Algorithm-level solution

CSL as an algorithm-level solution has been proposed in several research to enhance classical machine learning algorithm performance, comparing false-positive and false-negative as a cost of learning on the classifier. The experiments aim to check the total cost of misclassification (Kumaravel & Vijayan, 2023). The lower cost indicates better performance of the classifier with the specific value of cost ratio. Other approaches proposed a comparison of class-dependent and instance-dependent as a type of cost in CSL, based on their results instance-dependent cost-sensitive learning achieved better performance than class-dependent cost-sensitive learning (Vanderschueren et al., 2022). Several studies applied CSL to specific machine learning algorithms. A constructive procedure to extend the standard support vector machine (SVM) loss function to optimize the classifier for class imbalance or class-specific costs (Iranmehr, Masnadi-Shirazi & Vasconcelos, 2019). Self-adaptive cost weights based on SVM cost-sensitive ensemble for imbalanced data classification (Tao et al., 2019). The results of their experiments showed improved generalization performance of the SVM. Decision tree (DT) classifier with cost-sensitive learning was proposed to handle the data imbalanced problem as well, and the result was shown to enhance the recognition of the minority class (Krawczyk, Woźniak & Schaefer, 2014). Another approach to DT proposed the partially observable Markov decision processes (POMDP) on cost-sensitive modeling in the DT algorithm. Their method proved to be more effective for a variety of misclassification costs (Maliah & Shani, 2021).

Hybrid solution

The main problem with data-level hybrid sampling methods is that the data often becomes imbalanced again after reducing overlap through under-sampling. This leads classical machine learning models to naturally bias towards the majority class. To address this issue, this study proposes an integrated framework combining both data-level and algorithm-level solutions. A GAN-based hybrid sampling method is used in the data preprocessing phase due to its capabilities, which surpass those of traditional sampling methods. The algorithm-level solution is addressed through cost-sensitive learning. Recent studies show that cost-sensitive learning in classical machine learning results in satisfactory performance (Adiputra & Wanchai, 2024). Classical machine learning models offer efficient processing times, making them highly useful for customer churn prediction tasks, where timely and accurate insights are essential. Combining a data-level solution (CTGAN-ENN) with a cost-sensitive learning approach can significantly improve classification performance for the minority class, ensuring that both synthetic data and cost penalties guide the model to prioritize minority-class learning.

Materials and Methods

CostLearnGAN framework

The entire process of the CostLearnGAN framework is shown in Fig. 1. CTGAN-ENN enhances the customer churn prediction by addressing class imbalance and overlaps through a two-step process: oversampling with CTGAN and undersampling with ENN. First, CTGAN generates realistic synthetic samples for the minority class, capturing complex data distributions and learning from the original dataset. CTGAN handles categorical and numerical features by selecting real data points during training and conditions the generator on them. CTGAN handles discrete features by conditional sampling during training. CTGAN learns to condition discrete variables, improving their representation in the generated data (Xu et al., 2019). The generator takes these learned patterns and attempts to produce synthetic samples that follow the same structure and statistical distribution as the real dataset. This means the model learns patterns directly from the dataset rather than relying on random noise as input. CTGAN follows the standard Wasserstein GAN with the gradient penalty (WGAN-GP) framework.
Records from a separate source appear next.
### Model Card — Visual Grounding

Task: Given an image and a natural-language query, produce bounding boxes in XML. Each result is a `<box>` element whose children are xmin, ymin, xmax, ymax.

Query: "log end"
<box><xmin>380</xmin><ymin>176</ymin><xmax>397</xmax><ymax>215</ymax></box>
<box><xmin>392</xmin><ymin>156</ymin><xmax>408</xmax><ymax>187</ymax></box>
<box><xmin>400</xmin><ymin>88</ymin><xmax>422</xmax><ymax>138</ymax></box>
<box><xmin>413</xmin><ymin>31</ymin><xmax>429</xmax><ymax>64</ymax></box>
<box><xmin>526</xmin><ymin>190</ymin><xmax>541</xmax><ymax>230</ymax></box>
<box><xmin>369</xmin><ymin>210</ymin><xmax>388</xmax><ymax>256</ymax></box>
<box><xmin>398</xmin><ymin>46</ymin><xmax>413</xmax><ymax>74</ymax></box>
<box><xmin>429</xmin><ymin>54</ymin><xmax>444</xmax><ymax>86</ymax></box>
(1) $L_{G} = - E_{\hat{x} \sim P_{g}} [D (\hat{x})]$

(2) $L_{D} = E_{\hat{x} \sim P_{g}} [D (\hat{x})] - E_{x \sim P_{r}} [D (x)] + λ E_{\tilde{x} \sim P_{\tilde{x}}} [{(| \nabla_{\tilde{x}} D (\tilde{x}) |_{2} - 1)}^{2}]$

Figure 1: CostLearnGAN framework.

Download full-size image

DOI: 10.7717/peerj-cs.2949/fig-1

Formula (1) is the generator loss $L_{G}$ , designed to fool the discriminator by maximizing the expected output of the discriminator on generated samples, effectively pushing it to generate realistic data. Formula (2) is the discriminator loss $L_{D}$ computes the Wasserstein distance between real and generated data distributions, encouraging better separability between them. To enforce the Lipschitz constraint, a gradient penalty term is added, which penalizes deviations of the gradient norm from 1, ensuring more stable and robust training.
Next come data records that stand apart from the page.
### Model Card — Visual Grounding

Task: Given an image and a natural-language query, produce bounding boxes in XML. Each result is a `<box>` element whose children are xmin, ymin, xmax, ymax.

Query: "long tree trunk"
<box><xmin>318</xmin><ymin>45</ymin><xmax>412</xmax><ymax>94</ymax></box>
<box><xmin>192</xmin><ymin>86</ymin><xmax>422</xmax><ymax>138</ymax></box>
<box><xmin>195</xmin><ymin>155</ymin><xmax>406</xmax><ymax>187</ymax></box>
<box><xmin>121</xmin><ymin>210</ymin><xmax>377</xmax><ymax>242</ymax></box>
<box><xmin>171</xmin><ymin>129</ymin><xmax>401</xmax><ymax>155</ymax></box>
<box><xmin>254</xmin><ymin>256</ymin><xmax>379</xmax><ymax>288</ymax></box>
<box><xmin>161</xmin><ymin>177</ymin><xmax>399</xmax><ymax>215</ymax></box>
The generated data is then concatenated with the original dataset to create a more balanced representation. However, oversampling can produce overlapping samples, which are mitigated by ENN. ENN removes misclassified and ambiguous samples by evaluating their nearest neighbors, ensuring a cleaner and more refined dataset (Adiputra & Wanchai, 2024). This hybrid approach improves classifier robustness, enhances generalization, and ultimately boosts the performance of customer churn. These final datasets from the data-level method, were then subjected to a five-fold cross-validation process to ensure robustness and reliability in model evaluation. Cross-validation splits the data into five subsets, where each subset is used as a validation set while the remaining four subsets are used for training. This process is repeated five times, with each subset serving as the validation set once. The validated datasets are then utilized to train three different machine learning classifiers. These classifiers are evaluated by varying class weights to address any residual imbalance and optimize model performance. The main function of cost-sensitive learning is fine-tuning the hyperparameter of the classifier in class weight hyperparameter. This involves adjusting the weights assigned to the classes in the loss function to handle class imbalance effectively. The class weights are adjusted in a range of values {10, 20, 30, 40, 50, 60, 70, 80, 90, 100} where x represents the weight assigned to the non-churn class (0) and y represents the weight assigned to the churn class (1). This framework aims to improve the prediction accuracy of customer churn by effectively handling class imbalance through synthetic data generation and model evaluation with optimized class weight. That hyperparameter plays an important role in handling imbalanced datasets. In default machine learning algorithms tend to be learned in the non-churn class because it’s a majority data and has a poor performance in the churn class. By using cost-sensitive learning the model will be more likely to learn the characteristics of the churn class, leading to better prediction performance when applying correct weighting to the hyperparameter.

Evaluation metrics

This study used three main metrics to evaluate the performance of CostLearnGAN on classical machine learning, the evaluation metrics are AUC-ROC, F1-score, and geometric mean (G-mean). Calculating the F1-score and G-mean requires the values of precision (PR), recall (RC), and specificity (SP), which are measured using Formulas (3)–(5) as follows:

(3) $P R = T P / (T P + F P)$

(4) $R C = T P / (T P + F N)$

(5) $S P = T N / (T N + F P)$

True positive (TP) refers to the number of churn customers predicted as churn, and true negative (TF) refers to a total of non-churn customers predicted not churn. False positive (FP) is the number of non-churn customers who are incorrectly predicted as churn. False negative (FN) is the number of churn customers who are incorrectly predicted as not churn.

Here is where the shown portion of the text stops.